After approximately two days, Plaintiffs claim they were shackled, blindfolded, and placed in separate humvees which took them to Camp Cropper. Again, Plaintiffs allegedly were strip searched and placed in solitary confinement. During this detention, Plaintiffs contend that they were interrogated repeatedly by military personnel who refused to identify themselves and used physically and mentally coercive tactics during questioning. All requests for an attorney allegedly were denied.
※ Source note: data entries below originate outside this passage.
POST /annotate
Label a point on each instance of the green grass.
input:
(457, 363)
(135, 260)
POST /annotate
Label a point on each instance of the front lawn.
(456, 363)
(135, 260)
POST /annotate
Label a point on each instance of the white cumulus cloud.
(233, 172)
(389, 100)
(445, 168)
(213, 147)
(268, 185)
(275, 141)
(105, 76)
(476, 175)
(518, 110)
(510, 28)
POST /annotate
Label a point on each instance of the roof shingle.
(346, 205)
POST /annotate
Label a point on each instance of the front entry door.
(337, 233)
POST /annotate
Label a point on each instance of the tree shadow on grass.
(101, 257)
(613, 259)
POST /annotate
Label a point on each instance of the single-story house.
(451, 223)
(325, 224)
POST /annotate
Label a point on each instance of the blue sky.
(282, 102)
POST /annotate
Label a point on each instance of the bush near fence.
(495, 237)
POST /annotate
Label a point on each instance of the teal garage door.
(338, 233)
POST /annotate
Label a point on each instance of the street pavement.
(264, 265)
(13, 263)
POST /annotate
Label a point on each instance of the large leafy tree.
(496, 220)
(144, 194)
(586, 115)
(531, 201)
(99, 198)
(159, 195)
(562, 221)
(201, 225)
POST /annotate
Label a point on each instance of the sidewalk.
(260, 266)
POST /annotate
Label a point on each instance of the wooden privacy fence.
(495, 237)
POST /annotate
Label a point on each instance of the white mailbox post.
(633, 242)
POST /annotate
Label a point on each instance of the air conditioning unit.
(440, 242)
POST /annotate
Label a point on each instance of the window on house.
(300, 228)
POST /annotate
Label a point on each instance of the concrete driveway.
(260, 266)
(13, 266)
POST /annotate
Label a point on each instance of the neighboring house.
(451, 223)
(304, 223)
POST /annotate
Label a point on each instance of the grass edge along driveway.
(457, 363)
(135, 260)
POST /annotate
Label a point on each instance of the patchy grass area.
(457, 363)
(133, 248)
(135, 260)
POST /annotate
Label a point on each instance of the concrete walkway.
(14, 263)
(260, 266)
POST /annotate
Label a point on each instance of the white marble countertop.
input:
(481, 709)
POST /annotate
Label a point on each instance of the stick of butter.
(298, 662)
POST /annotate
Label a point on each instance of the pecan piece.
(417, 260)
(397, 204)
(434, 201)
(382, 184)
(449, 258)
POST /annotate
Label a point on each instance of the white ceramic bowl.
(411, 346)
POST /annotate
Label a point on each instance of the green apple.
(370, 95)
On or about April 20, 2006, Plaintiffs each received letters from the Detainee Status Board indicating that a proceeding would be held April 23rd to determine their legal status as "enemy combatants," "security internees," or "innocent civilians." The letter informed Plaintiffs they did not have a right to legal counsel at that proceeding. The letter also informed Plaintiffs they would only be permitted to present evidence or witnesses for their defense if they were reasonably available at Camp Cropper. On April 22nd, Vance and Ertel allegedly each received a notice stating that they were "security internees." The letter informed Plaintiffs they had the right to appeal by submitting a written statement to camp officials. Both Vance and Ertel appealed, requesting each other as witnesses and their seized personal property as evidence.

On April 26, 2006, Plaintiffs allegedly were taken before the Detainee Status Board. Ertel and Vance claim they were not provided with the evidence requested, nor were they permitted to testify on the other person's behalf. Plaintiffs assert that they were not permitted to see the evidence against them or confront any adverse witnesses.

On May 17, 2006, Major General John Gardner authorized the release of Ertel, allegedly 18 days after the Board officially acknowledged that he was an innocent civilian. Vance's detention continued an additional two months, where he was continuously interrogated. On July 20, 2006, several days after Major General Gardner authorized his release, Vance was permitted to leave Camp Cropper. Neither Plaintiff was ever charged with any crime.

On December 18, 2006, Plaintiffs initiated this lawsuit against Defendants for the alleged constitutional violations that occurred in Iraq by the unidentified agents of the United States as well as for the practices and policies enacted by Rumsfeld which allegedly authorized such actions by those agents. Both Plaintiffs are residents of the State of Illinois. Although there appears to be some uncertainty regarding Defendant Rumsfeld's place of residence, he has recently filed an affidavit stating that his current permanent place of residence is the State of Maryland. Prior to that, he was domiciled in Illinois.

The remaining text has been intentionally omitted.